A figure shuffled into view. Burton stifled a gasp. It was an orangutan, a large red-haired ape! Like Galton, the top of its head was missing, but rather than machinery, it had been replaced by a bell jar filled with a yellowish liquid in which the creature's brain was immersed.
The mysterious Mr. Belljar.! thought Burton.
The primate, walking with its knuckles to the floor, circled the table.
"I brought you here for that very purpose," it grated. "Though I warn you, the story is unbelievable and contains references to things you will not understand; things that I don't understand! Parts of it I shall tell from my own experience. Other parts were told to me by a man who spoke in a strange accent, who used the English language in a way I have never heard it spoken before, and who said a great deal that was incomprehensible."
Burton tensed. His two cases had become one, and had led him to this group of rogue scientists.
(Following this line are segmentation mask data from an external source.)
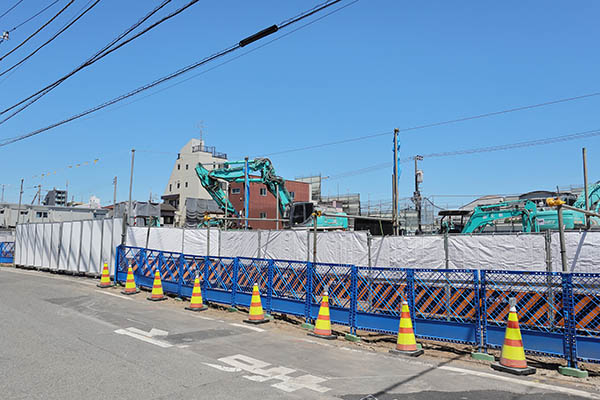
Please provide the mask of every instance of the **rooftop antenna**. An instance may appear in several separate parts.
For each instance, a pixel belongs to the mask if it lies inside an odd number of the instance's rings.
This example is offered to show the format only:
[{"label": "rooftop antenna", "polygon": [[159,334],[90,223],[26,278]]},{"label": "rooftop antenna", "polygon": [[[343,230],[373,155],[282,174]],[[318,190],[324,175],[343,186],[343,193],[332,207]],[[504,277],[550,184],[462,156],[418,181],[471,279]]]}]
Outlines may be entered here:
[{"label": "rooftop antenna", "polygon": [[198,134],[200,135],[200,144],[204,146],[204,121],[200,120],[200,122],[196,124],[196,128],[198,128]]}]

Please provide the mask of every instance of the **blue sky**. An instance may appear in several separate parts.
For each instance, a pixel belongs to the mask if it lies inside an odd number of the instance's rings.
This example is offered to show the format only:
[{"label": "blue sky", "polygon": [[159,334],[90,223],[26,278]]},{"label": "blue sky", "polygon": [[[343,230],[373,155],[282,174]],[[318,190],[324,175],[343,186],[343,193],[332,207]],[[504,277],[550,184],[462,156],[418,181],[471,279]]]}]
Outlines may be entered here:
[{"label": "blue sky", "polygon": [[[49,3],[25,0],[0,19],[0,30]],[[28,54],[86,3],[76,0],[56,23],[0,61],[0,68]],[[15,73],[0,78],[0,104],[12,105],[68,72],[158,3],[102,0]],[[173,3],[168,10],[185,2]],[[200,1],[0,125],[0,138],[29,132],[134,89],[317,3]],[[0,14],[11,4],[0,2]],[[59,5],[12,32],[11,40],[0,44],[0,56]],[[125,200],[129,151],[136,148],[134,197],[145,200],[150,192],[162,194],[177,151],[198,135],[200,121],[206,144],[236,160],[597,92],[599,12],[600,3],[590,1],[361,0],[173,88],[1,147],[0,183],[7,185],[5,199],[16,202],[20,178],[25,178],[24,201],[31,202],[39,175],[57,171],[41,181],[44,188],[64,187],[68,180],[70,195],[77,200],[95,195],[108,204],[112,179],[118,176],[118,199]],[[597,129],[599,106],[600,96],[407,132],[401,135],[401,157]],[[599,180],[596,137],[425,159],[422,189],[440,205],[452,206],[469,199],[441,196],[578,184],[583,146],[588,149],[590,180]],[[272,160],[286,179],[333,176],[391,161],[391,151],[389,135],[274,155]],[[96,158],[95,164],[67,168]],[[412,164],[403,166],[401,197],[413,192],[412,169]],[[365,201],[385,202],[390,184],[391,170],[380,169],[325,180],[324,194],[360,192]]]}]

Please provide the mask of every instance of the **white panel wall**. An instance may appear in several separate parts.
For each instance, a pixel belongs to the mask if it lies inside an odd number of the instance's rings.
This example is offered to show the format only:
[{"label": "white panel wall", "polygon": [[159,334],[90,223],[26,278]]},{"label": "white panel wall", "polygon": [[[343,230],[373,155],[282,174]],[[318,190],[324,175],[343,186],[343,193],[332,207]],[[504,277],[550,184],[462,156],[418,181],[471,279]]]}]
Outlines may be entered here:
[{"label": "white panel wall", "polygon": [[72,222],[65,222],[62,224],[60,244],[59,244],[59,257],[58,257],[58,270],[66,271],[69,268],[69,251],[71,247],[71,226]]},{"label": "white panel wall", "polygon": [[[81,257],[79,258],[79,272],[90,270],[90,255],[92,250],[92,221],[82,221]],[[100,240],[100,238],[98,238]]]},{"label": "white panel wall", "polygon": [[61,224],[55,222],[52,225],[52,241],[50,246],[50,269],[58,269],[58,257],[60,255],[60,237],[61,237]]},{"label": "white panel wall", "polygon": [[260,231],[261,257],[306,261],[307,242],[306,231]]},{"label": "white panel wall", "polygon": [[[187,235],[187,233],[186,233]],[[187,247],[186,247],[187,249]],[[187,251],[187,250],[186,250]],[[206,250],[204,251],[206,252]],[[203,253],[201,253],[203,254]],[[223,231],[221,232],[221,256],[225,257],[258,257],[257,231]]]},{"label": "white panel wall", "polygon": [[[552,269],[562,271],[560,239],[552,234]],[[600,272],[600,232],[565,232],[568,272]]]},{"label": "white panel wall", "polygon": [[44,257],[44,224],[35,224],[35,253],[33,266],[41,268]]},{"label": "white panel wall", "polygon": [[374,237],[371,242],[371,260],[374,267],[445,268],[444,238]]},{"label": "white panel wall", "polygon": [[85,270],[90,274],[102,273],[102,225],[102,220],[91,221],[90,262],[88,268]]},{"label": "white panel wall", "polygon": [[448,238],[450,268],[546,270],[543,235],[460,235]]},{"label": "white panel wall", "polygon": [[80,242],[83,239],[81,236],[83,221],[74,221],[71,223],[70,245],[69,245],[69,259],[67,264],[67,271],[77,272],[79,266],[79,247]]}]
Now, finally, he was going to learn who-or what -Spring Heeled Jack was, and how the stilt-man fitted into the picture.
"Gentlemen, dear lady, for me the story began in 1837, shortly after I gained notoriety for a childish prank in Melton Mowbray a month after I purchased and moved into this estate."
Bismillah! thought the king's agent. Henry Beresford didn't die two years ago! That ape is the Mad Marquess of Waterford!
"But the true beginning of the tale begins a great many years from now. It begins, my friends, far into the future!"